I believe this - viral competition and untrained immune systems - is why we’re now seeing record numbers of RSV cases. As COVID recedes, all of the viruses that have been competed into the background are allowed to come back. And the immune systems of people who have been around fewer other people now have to contend with it all over again. In fact, Tracy Høeg, MD theorized that the current increase in hospitalized children, which is being assigned to COVID, is actually RSV.
If new parents - of which I’m about to be - are keeping their babies home and safe, avoiding taking them out into the world where they can be exposed to all of society’s different dirts and grimes, then it makes sense that they’re more susceptible to something like RSV that, ironically, has a much higher mortality rate in their age range that does COVID.

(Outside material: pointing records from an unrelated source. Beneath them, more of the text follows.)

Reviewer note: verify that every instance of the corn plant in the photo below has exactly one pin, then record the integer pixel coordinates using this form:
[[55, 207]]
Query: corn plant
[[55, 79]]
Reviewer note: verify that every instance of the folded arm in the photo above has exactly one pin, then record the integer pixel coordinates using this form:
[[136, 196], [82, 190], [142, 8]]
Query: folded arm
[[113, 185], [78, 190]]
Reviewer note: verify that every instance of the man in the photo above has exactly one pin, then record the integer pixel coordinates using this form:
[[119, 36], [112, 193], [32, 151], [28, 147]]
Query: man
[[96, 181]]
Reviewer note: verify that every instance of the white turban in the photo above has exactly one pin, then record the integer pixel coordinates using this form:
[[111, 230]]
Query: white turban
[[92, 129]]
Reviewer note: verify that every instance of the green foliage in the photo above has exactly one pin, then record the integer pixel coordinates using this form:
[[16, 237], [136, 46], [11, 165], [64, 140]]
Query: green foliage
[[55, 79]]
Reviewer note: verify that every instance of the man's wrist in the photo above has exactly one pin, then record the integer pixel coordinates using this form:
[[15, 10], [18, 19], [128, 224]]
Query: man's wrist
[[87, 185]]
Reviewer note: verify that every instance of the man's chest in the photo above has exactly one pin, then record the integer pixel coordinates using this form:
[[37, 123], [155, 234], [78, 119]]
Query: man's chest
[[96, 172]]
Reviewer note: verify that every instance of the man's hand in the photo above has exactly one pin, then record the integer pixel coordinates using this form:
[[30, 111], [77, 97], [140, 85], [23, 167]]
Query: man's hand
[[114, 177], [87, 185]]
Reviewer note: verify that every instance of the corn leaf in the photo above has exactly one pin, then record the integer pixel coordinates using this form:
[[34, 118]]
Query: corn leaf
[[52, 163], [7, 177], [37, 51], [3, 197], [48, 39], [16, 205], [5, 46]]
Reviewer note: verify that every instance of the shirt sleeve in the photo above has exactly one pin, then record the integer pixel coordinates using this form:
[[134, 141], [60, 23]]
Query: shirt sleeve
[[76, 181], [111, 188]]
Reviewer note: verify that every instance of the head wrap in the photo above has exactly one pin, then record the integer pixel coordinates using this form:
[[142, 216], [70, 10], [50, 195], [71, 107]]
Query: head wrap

This is the greater lesson of the last several months for me, and a more widely applicable one. One of the great unspoken stories of our time is the increase in narcissism. It’s inevitable with the rise of social media, as we all have new mirrors and ways to show off — and regular feedback in the form of likes, thumbs, and Instagram double-taps — we become more enamored with the idea that the world revolves around us, that other people are characters in the movie that is our lives.
This extends to public policy in a particularly devious way: my preferred policy will achieve my desired goal, and nothing else. Unintended consequences are ignored, dismissed, or outright denied. It’s not possible that masks, social distancing, stay-at-home policies could have serious negative consequences, because the experts have said that this is more important.
Like my previous newsletter about the failure to update priors, it’s the lack of imagination that bothers me. The failure to think outside the box and consider downstream effects is, frankly, baffling, and this is where I feel most helpless.
When the head of the Metropolitan St. Louis Hospital COVID Task Force gives a presentation and says that they are recommending keeping the mask mandate because models have told them what the results are, they’re presuming something that’s not in evidence. When Australia locks their population down for the sixth time, now enforced by the military, I wonder what they’re expecting that didn’t work in times one through five. And they are causing absolute misery for their residents in the meantime.